Une armée en marche, en pleine guerre civile, n’est pas un dîner de gala. Ça n’est pas non plus toujours une vallée de sang et de larmes. Babel nourrit la suite de ses « nouvelles » (plutôt que chapitres) de moments de terreur et de moments de grâce, de violence de fer et de feu, et d’élévation spirituelle. Les personnages rencontrés sont l’objet, le sujet même de la Révolution. En eux, les colères, en eux la brutalité, en eux les regrets et les souvenirs des êtres aimés, en eux enfin l’aspiration religieuse.

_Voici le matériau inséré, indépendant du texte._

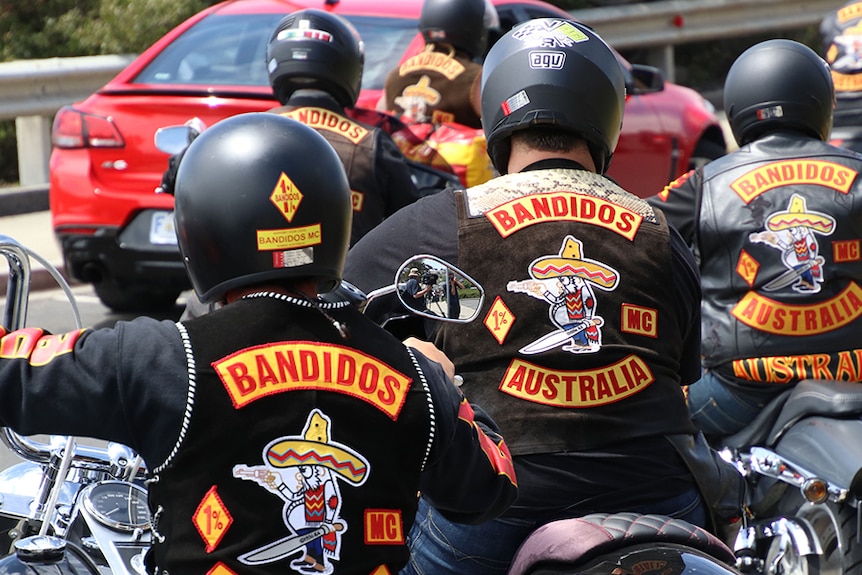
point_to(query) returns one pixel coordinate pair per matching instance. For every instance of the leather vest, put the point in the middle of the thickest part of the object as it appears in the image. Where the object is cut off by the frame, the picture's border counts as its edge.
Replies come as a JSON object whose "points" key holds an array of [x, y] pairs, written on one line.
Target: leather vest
{"points": [[355, 144], [577, 345], [434, 87], [781, 262], [314, 441]]}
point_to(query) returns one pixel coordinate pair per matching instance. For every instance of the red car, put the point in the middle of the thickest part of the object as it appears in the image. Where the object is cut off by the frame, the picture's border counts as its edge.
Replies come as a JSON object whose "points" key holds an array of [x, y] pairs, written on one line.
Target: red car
{"points": [[117, 234]]}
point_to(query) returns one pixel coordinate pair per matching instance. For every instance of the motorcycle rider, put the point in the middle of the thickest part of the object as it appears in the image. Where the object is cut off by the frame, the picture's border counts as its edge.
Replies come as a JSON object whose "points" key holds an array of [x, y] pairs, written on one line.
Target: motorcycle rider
{"points": [[436, 92], [775, 226], [441, 83], [584, 349], [841, 35], [275, 418], [315, 61]]}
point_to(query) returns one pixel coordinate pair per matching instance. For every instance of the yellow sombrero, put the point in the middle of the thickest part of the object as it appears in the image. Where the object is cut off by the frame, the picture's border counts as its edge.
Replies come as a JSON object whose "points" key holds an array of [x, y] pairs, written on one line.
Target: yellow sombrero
{"points": [[797, 216], [316, 449], [570, 263]]}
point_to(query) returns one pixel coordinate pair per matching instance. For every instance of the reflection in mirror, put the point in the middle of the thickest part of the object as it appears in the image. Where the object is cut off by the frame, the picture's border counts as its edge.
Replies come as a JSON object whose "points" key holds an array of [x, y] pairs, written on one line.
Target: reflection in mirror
{"points": [[434, 288]]}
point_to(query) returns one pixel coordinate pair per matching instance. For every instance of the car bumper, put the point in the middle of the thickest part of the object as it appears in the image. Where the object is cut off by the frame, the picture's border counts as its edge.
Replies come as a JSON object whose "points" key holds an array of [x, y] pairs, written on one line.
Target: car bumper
{"points": [[124, 256]]}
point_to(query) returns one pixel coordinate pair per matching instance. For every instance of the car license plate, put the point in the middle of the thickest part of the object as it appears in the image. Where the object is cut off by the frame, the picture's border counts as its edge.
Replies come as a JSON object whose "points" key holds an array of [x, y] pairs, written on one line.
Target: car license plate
{"points": [[162, 231]]}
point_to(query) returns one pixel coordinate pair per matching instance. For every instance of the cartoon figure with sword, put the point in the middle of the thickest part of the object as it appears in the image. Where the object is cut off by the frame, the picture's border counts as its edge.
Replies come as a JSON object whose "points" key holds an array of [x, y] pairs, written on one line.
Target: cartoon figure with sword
{"points": [[566, 281], [312, 497], [792, 232]]}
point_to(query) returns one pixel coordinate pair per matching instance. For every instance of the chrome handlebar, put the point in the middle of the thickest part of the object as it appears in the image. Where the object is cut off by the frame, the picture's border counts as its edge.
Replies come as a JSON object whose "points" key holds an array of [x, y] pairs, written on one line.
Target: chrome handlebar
{"points": [[118, 462]]}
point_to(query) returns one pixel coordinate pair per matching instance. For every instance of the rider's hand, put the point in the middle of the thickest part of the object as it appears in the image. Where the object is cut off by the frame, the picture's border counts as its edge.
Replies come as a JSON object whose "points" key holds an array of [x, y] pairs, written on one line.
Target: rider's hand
{"points": [[430, 351]]}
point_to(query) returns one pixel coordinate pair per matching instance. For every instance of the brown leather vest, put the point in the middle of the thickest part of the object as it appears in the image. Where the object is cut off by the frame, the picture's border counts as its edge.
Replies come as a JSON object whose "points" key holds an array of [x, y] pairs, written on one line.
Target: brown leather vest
{"points": [[434, 87], [579, 339], [354, 143]]}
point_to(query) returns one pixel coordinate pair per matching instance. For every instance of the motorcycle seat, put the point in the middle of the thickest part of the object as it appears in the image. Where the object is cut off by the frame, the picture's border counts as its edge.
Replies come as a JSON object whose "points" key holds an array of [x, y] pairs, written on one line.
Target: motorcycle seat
{"points": [[578, 540], [808, 397]]}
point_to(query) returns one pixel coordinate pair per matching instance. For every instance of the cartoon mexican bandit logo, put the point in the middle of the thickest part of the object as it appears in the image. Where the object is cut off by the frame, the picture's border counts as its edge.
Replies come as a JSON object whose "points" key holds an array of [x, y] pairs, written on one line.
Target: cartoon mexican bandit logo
{"points": [[792, 232], [566, 281], [302, 470]]}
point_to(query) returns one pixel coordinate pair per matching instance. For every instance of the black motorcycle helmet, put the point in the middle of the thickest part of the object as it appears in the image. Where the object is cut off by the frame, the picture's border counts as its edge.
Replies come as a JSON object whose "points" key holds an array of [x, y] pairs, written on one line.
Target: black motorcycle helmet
{"points": [[463, 24], [552, 72], [312, 49], [779, 85], [261, 198]]}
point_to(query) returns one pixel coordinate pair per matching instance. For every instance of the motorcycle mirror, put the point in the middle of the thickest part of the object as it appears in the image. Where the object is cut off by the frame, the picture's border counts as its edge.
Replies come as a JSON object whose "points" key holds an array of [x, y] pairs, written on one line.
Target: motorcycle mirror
{"points": [[447, 293]]}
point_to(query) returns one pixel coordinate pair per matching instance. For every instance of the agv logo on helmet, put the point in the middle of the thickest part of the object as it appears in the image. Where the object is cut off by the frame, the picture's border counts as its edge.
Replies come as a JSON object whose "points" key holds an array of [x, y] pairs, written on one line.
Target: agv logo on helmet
{"points": [[545, 60]]}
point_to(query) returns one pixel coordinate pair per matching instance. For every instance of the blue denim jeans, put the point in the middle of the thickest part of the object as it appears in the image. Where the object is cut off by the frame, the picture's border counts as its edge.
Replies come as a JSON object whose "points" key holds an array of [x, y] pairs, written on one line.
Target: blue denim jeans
{"points": [[718, 410], [438, 546]]}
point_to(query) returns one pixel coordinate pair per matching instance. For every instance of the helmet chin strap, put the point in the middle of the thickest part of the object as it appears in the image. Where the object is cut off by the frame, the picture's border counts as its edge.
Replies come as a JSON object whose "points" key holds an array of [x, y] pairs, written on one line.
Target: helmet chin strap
{"points": [[303, 299]]}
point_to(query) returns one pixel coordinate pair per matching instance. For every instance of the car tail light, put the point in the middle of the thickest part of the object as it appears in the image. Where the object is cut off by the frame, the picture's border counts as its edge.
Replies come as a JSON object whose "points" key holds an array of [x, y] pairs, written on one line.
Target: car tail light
{"points": [[74, 129]]}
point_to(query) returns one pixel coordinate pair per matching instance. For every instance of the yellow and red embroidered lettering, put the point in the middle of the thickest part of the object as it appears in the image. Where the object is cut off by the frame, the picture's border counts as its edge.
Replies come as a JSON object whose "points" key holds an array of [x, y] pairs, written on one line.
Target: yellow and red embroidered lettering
{"points": [[499, 320], [287, 239], [434, 61], [525, 211], [256, 372], [36, 346], [639, 320], [765, 314], [576, 389], [840, 366], [322, 119], [383, 527], [849, 12], [846, 82], [212, 519], [787, 172], [286, 197], [846, 251]]}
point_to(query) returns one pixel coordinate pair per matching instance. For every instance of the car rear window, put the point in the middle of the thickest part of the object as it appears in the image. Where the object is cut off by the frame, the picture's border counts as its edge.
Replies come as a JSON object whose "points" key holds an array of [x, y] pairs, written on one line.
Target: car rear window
{"points": [[231, 51]]}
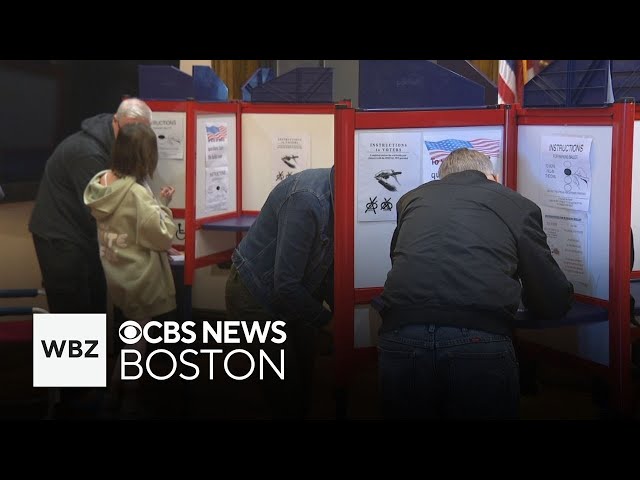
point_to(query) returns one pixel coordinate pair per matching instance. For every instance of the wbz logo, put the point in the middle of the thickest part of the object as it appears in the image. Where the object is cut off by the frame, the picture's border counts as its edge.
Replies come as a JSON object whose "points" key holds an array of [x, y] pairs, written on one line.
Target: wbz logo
{"points": [[69, 350]]}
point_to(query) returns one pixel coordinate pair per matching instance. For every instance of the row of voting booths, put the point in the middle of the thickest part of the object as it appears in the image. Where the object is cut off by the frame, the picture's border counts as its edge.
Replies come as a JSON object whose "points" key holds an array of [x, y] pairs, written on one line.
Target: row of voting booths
{"points": [[570, 149]]}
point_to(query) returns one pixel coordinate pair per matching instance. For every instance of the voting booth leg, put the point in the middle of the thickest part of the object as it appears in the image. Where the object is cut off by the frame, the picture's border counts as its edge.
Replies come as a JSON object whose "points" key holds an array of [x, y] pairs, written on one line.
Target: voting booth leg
{"points": [[341, 402]]}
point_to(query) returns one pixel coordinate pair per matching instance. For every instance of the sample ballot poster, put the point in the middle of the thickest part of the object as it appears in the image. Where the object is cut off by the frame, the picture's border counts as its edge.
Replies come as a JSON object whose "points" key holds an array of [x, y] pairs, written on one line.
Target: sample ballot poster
{"points": [[566, 172], [216, 168], [169, 128], [290, 154], [438, 143], [388, 167], [567, 238]]}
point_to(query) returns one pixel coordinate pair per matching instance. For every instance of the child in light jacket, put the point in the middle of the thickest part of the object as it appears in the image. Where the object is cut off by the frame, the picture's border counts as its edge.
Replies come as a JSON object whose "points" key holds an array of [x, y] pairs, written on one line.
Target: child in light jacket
{"points": [[135, 230]]}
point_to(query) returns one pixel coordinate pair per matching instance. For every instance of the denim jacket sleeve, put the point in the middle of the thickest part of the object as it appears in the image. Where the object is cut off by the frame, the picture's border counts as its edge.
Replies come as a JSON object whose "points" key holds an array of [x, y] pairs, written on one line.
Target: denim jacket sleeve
{"points": [[299, 227]]}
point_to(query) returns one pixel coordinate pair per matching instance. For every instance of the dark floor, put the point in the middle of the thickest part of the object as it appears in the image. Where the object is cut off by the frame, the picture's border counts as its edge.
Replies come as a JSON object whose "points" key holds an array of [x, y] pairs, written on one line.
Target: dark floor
{"points": [[553, 394]]}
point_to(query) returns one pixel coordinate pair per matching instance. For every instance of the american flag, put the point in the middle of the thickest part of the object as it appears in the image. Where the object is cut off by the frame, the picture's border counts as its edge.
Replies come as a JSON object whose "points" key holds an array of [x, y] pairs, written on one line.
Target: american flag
{"points": [[216, 133], [507, 90], [440, 150]]}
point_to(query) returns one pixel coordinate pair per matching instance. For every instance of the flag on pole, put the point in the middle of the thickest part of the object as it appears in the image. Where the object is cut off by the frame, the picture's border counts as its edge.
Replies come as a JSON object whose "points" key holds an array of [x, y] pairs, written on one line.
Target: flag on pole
{"points": [[507, 92]]}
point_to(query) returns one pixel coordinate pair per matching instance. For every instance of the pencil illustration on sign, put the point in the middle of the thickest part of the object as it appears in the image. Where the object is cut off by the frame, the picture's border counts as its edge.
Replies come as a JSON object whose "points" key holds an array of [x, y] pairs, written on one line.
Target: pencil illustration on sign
{"points": [[383, 177], [290, 160], [290, 154]]}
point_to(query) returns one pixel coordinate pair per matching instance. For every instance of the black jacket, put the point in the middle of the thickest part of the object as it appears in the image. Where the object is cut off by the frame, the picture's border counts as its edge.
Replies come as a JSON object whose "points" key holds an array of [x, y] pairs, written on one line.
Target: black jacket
{"points": [[465, 252], [59, 211]]}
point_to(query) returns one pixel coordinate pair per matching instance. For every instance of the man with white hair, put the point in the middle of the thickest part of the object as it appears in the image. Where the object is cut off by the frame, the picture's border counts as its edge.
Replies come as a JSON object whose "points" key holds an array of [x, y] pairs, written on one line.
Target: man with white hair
{"points": [[465, 252], [64, 232]]}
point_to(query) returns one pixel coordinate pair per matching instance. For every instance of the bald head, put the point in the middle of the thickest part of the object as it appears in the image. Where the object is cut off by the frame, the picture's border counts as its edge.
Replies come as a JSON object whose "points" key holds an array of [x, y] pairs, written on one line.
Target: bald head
{"points": [[131, 110]]}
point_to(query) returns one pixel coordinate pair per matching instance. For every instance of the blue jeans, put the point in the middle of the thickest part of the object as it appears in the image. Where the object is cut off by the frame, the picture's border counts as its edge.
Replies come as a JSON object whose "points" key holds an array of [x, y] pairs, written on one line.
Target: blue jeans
{"points": [[435, 372]]}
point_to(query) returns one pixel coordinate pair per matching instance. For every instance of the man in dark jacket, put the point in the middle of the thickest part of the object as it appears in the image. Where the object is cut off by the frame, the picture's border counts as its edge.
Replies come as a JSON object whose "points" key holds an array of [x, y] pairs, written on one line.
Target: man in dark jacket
{"points": [[466, 250], [64, 232]]}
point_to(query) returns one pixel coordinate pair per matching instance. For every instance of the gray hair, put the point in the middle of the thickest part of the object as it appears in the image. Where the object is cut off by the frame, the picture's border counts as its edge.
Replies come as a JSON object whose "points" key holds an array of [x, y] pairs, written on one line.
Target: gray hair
{"points": [[134, 108], [465, 159]]}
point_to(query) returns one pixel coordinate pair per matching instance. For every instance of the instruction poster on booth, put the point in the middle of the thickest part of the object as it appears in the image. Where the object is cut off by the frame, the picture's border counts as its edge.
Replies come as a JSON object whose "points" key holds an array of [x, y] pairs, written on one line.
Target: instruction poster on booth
{"points": [[290, 154], [567, 239], [216, 168], [566, 172], [169, 129], [440, 142], [388, 167]]}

On est en Russie, dans la toute jeune république des soviets, et les Juifs – même rouges – sont très juifs sous la plume d’Isaac Babel. Les Chrétiens sont très chrétiens. Synagogues et églises jalonnent la marche de la troupe. Babel sait l’âme des Russes, leur religiosité, jusqu’à leur superstition. Ces étapes mystiques sont comme la scansion obligée du mouvement de l’homme nouveau confronté à l’ancien qui perdure.
« Les veilles de Sabbat, je suis accablé de la pesante mélancolie des souvenirs. Au temps jadis, en ces soirs-là, grand-père caressait de sa barbe jaune les tomes de l’Ibn-Ezra. Ma grand-mère, ceinte de la coiffe de dentelle, scrutait le sort, de ses doigts noueux, au-dessus de la chandelle sabbatique et sanglotait délicieusement. Mon cœur d’enfant se trouvait ballotté, en ces soirées, comme un esquif sur des vagues ensorcelées. Ô Talmuds consumés de ma prime jeunesse ! Ô profonde tristesse des souvenirs ! ».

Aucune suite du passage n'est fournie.